250 名前:第3話 ◆azwd/t2EpE:2012/09/29(土) 22:36:58 ID:GkQY0Mg20
 初本は、席に座りながら右側に座る男に視線を送った。
 麦秀高校の船都。警戒するなら、やはりこの男だろう、と考えていたのだ。
 
 
 
(=゚ω゚)ノ「お疲れ様だよう」
 
 次鋒戦を終えて戻ってきた簿留に、伊要が労いの言葉をかける。
 簿留は小さく口を尖らせていた。
 
( ・3・)「勝てそうで勝てなくて悔しいYO」
 
 ほとんど口をつけなかったオレンジジュースのペットボトルを投げ出し、簿留は雑に椅子に腰掛けた。
 最善を尽くしたが、勝てなかった麻雀。よくあることとはいえ、すぐに納得できるほど器用ではなかった。
 
(=゚ω゚)ノ「最後の降りはファインプレーだったよう。あそこで無茶攻めして振り込んでたらかなり厳しかったよう」
 
( ・3・)「その前に満貫を和了れなかったのがとにかく痛かったYO。

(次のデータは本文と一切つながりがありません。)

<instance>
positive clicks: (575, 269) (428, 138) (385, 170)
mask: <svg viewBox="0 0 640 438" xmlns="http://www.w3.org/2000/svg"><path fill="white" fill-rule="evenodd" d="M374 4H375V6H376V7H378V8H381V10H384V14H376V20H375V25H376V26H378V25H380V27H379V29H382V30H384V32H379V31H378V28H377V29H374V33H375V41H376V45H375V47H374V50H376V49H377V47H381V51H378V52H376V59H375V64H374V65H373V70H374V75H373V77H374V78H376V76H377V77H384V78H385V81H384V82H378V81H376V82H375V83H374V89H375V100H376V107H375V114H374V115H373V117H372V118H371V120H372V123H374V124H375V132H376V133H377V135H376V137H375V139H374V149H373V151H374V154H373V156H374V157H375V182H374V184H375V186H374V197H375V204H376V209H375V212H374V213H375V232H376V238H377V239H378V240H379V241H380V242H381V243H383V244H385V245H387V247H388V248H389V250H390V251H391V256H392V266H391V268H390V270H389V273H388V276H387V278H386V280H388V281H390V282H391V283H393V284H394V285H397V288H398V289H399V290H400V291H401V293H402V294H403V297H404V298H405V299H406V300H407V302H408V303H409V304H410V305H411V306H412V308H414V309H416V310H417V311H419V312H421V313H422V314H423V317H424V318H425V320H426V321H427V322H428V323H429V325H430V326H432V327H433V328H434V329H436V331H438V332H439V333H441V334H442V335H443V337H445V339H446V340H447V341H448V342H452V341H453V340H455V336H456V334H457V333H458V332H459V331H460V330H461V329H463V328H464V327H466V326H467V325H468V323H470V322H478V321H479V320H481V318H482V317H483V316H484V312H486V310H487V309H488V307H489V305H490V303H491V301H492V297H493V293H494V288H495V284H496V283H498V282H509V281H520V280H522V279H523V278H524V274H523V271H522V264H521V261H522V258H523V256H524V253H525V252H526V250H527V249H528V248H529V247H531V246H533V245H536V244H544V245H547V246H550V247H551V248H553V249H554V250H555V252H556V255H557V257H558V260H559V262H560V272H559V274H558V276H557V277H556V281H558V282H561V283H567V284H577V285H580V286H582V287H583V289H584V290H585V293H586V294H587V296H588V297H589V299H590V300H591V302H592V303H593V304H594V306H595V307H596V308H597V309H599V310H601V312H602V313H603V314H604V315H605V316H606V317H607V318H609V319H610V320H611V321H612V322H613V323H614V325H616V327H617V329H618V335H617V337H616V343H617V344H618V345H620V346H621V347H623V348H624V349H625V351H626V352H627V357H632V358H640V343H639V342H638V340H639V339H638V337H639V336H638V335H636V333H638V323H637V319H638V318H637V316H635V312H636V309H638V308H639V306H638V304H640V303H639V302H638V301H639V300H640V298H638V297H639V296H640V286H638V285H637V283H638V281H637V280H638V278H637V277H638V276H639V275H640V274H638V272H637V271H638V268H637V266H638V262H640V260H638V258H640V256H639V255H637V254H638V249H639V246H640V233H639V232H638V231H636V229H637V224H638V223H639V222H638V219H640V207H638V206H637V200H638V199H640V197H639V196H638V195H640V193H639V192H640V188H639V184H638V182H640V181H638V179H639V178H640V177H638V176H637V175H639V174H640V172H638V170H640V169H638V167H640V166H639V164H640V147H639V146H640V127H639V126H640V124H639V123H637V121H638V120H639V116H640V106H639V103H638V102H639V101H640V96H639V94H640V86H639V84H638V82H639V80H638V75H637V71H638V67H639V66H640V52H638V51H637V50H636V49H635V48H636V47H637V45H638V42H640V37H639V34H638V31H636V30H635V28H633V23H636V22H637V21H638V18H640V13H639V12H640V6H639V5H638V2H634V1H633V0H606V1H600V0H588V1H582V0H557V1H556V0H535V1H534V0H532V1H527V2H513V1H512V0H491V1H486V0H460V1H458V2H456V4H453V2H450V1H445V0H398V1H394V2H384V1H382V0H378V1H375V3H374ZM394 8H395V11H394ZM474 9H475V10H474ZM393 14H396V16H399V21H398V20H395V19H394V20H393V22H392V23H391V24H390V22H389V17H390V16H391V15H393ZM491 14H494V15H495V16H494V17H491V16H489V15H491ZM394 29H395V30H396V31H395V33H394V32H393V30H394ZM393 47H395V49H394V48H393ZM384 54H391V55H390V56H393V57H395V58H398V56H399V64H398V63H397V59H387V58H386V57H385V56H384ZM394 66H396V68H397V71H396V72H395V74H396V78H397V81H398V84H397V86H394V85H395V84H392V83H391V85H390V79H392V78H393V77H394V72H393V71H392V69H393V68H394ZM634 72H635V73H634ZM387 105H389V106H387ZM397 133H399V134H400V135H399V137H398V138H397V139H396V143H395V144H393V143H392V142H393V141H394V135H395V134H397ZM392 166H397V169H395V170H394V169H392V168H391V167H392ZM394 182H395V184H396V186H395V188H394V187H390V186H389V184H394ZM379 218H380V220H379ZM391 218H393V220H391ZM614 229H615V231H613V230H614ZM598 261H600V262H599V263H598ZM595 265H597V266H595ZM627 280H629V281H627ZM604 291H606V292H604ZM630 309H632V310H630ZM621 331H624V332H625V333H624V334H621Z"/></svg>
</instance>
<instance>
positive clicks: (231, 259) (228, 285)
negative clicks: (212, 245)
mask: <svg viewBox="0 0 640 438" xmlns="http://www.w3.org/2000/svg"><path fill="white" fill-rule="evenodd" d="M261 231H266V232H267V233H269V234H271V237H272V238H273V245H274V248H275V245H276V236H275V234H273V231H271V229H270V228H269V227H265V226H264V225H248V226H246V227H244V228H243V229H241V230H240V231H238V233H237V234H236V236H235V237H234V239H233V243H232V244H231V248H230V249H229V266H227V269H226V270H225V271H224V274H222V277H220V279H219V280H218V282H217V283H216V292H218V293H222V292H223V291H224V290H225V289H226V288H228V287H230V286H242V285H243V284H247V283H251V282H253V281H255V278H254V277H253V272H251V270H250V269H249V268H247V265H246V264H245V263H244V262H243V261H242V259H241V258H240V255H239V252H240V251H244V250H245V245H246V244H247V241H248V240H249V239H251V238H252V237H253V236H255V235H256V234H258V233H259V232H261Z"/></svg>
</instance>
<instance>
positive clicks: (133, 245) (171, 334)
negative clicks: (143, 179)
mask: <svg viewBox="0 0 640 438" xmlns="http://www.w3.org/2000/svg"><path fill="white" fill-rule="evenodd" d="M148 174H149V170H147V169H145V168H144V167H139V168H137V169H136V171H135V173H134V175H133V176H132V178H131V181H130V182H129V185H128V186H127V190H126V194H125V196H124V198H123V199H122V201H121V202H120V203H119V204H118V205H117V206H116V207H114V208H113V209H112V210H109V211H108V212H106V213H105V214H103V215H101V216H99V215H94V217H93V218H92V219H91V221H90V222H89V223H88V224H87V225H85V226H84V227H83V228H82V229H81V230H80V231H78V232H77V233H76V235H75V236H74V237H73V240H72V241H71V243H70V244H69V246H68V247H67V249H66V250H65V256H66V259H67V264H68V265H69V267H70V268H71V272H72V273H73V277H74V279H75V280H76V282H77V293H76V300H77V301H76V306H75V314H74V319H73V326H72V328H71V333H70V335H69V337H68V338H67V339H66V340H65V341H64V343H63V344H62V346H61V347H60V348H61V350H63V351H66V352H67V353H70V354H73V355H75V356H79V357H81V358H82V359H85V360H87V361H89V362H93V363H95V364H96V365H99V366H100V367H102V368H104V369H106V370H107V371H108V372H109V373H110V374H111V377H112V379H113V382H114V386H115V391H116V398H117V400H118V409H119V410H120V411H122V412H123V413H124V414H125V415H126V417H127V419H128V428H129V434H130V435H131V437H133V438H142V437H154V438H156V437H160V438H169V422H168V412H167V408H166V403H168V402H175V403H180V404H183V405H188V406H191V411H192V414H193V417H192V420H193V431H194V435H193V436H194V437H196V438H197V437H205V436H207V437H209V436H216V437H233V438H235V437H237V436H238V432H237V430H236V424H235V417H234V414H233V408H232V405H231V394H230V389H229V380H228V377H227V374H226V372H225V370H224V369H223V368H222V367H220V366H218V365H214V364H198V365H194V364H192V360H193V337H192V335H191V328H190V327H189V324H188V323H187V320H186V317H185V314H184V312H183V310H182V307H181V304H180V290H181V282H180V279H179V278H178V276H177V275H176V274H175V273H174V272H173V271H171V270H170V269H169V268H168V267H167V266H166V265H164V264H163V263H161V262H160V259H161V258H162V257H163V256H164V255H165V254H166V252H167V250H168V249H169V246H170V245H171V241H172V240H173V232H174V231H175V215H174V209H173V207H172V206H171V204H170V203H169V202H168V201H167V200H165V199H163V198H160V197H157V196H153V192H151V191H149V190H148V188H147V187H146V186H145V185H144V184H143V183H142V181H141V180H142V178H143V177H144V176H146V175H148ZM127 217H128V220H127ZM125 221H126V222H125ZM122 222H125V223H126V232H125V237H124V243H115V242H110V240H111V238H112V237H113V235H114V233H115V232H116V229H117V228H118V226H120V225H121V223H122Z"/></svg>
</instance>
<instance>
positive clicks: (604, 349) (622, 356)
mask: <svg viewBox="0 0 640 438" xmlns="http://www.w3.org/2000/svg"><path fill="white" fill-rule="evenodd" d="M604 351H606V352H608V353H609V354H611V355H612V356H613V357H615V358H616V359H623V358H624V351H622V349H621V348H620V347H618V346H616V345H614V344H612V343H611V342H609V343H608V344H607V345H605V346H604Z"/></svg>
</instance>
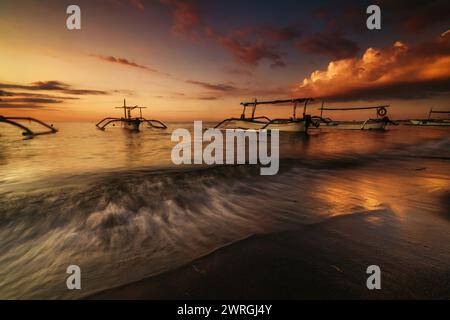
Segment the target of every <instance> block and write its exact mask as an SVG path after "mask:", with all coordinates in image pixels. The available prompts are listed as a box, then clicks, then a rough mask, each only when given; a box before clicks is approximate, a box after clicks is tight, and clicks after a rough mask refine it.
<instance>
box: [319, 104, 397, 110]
mask: <svg viewBox="0 0 450 320" xmlns="http://www.w3.org/2000/svg"><path fill="white" fill-rule="evenodd" d="M389 107H390V106H389V105H383V106H374V107H342V108H324V107H320V108H318V109H317V110H329V111H334V110H340V111H347V110H370V109H381V108H389Z"/></svg>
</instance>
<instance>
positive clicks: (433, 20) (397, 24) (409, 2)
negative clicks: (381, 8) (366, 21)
mask: <svg viewBox="0 0 450 320" xmlns="http://www.w3.org/2000/svg"><path fill="white" fill-rule="evenodd" d="M379 6H380V7H381V8H382V13H385V14H384V18H385V22H386V24H387V25H388V26H389V25H392V26H393V27H394V28H395V29H396V30H398V31H403V32H407V33H417V32H420V31H424V30H426V29H427V28H429V27H431V26H433V25H437V24H439V23H442V22H444V23H445V22H446V23H447V24H448V22H450V1H448V0H415V1H407V0H396V1H387V0H380V1H379Z"/></svg>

最後のは傷口を最低限小さくしただけだYO」
 
('(゚∀゚∩「でもウチが今のところ二位だよ! この順位をキープすれば決勝進出だよ!」
 
 名織の言うとおり、麦秀高校は現在のところ二位。
 しかし、三位との差は僅かに18ポイントだ。
 決して決勝進出を楽観視できる状況ではない。
 
 何しろ、今年の芽院高校は中堅に初本を据えている。
 これはあまりに脅威だ、と伊要は感じていた。
 
(=゚ω゚)ノ(大将でもおかしくない初本が中堅、明らかに苦しい戦いになるよう)
 
 この二回戦を首位通過できるとしたら、先鋒戦と次鋒戦で芽院高校に大差をつける必要があった。
 しかし、それは叶わず、むしろ大差をつけられている状況だ。
 伊要は完全に二位狙いへと気持ちを切り替えていた。

251 名前:第3話 ◆azwd/t2EpE:2012/09/29(土) 22:40:09 ID:GkQY0Mg20
 だが、ここから芽院高校の真価が発揮される。
 県内屈指の打ち手である初本、昨年の全国大会でも目覚しい活躍を見せた笑野。
 それに加えて今年は、ネット界最強の『ホライゾン』までいるのだ。
 
 下手に振り込んでしまうと一気に順位を落とす可能性がある。
 伊要は、中堅の船都に"放銃だけは気をつけてほしい"と言ったが、上手く凌いでくれるかどうかは分からなかった。
 
(=゚ω゚)ノ(信じるしか、ないよう)
 
 祈るように手を合わせて、試合を映すモニタに目を向けた。
 起家は、豊稔農林高校だった。